Sommet International Anti corrida
de Bruxelles des 4 et 5 juin 2008

Le sommet international contre la corrida organisé à Bruxelles par le CAS Hollande (Comité Anti Stierenvechten=comité anti-corrida), et les associations des différents pays concernés pas la tauromachie espagnole et portugaise qui luttent pour l'abolition des corridas, a eu lieu les 4 et 5 juin

Concernant la France, l'organisation a été confiée à la FLAC et au CRAC. Ce deuxième sommet fait suite à celui de 2007 organisé à Lisbonne.

Ce sommet de Bruxelles à donc réuni les associations de France, comme la FLAC, le CRAC et l’Alliance Anti-corrida, mais aussi les associations d’Espagne, du Portugal et d’Amérique Latine, soit au total 25 associations qui luttent pour l’abolition des corridas dans leur pays respectif. Le but de ce sommet étant de mettre en place des actions coordonnées et donner une cohésion au mouvement abolitionniste, car le lobby taurin cherche partout et par tous les moyens de s’étendre et d'exporter sa «tradition» de torture animale.
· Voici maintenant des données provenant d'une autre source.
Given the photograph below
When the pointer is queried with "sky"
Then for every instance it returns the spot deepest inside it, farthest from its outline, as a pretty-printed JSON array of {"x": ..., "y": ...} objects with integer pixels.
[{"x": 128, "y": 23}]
Dans l’après midi du 4 juin, un séminaire était organisé au Parlement Européen, séminaire animé par Caroline Lucas, député européenne anglaise, et auquel participaient:

  • José Enrique Zaldívar, vétérinaire espagnol qui conteste la validité de l'étude faite par le professeur Illero porte-parole du lobby taurin.
  • Rául Roméva, membre du Parlement Européen - Politique et des taureaux
  • Jennifer Berengueras, écologiste, qui a contesté les arguments du lobby taurin disant que le taureau est un élément indispensable à l'équilibre des éco-systèmes
  • Claude Turmes, député Verts luxembougeois - Politique et des taureaux
  • Jordi Portabella, Conseiller municipal de la Barcelone, a démontré que la popularité de la corrida en Espagne était en chute libre, Selon un sondage Gallup 2006, seuls 7% de la population espagnole se disent fans de corridas
  • Carl Schlyter, député européen suédois (Verts), proposera une nouvelle loi visant à demander l'arrêt des subventions européennes aux éleveurs de taureaux de corridas
  • David Hammerstein, député européen espagnol (Verts)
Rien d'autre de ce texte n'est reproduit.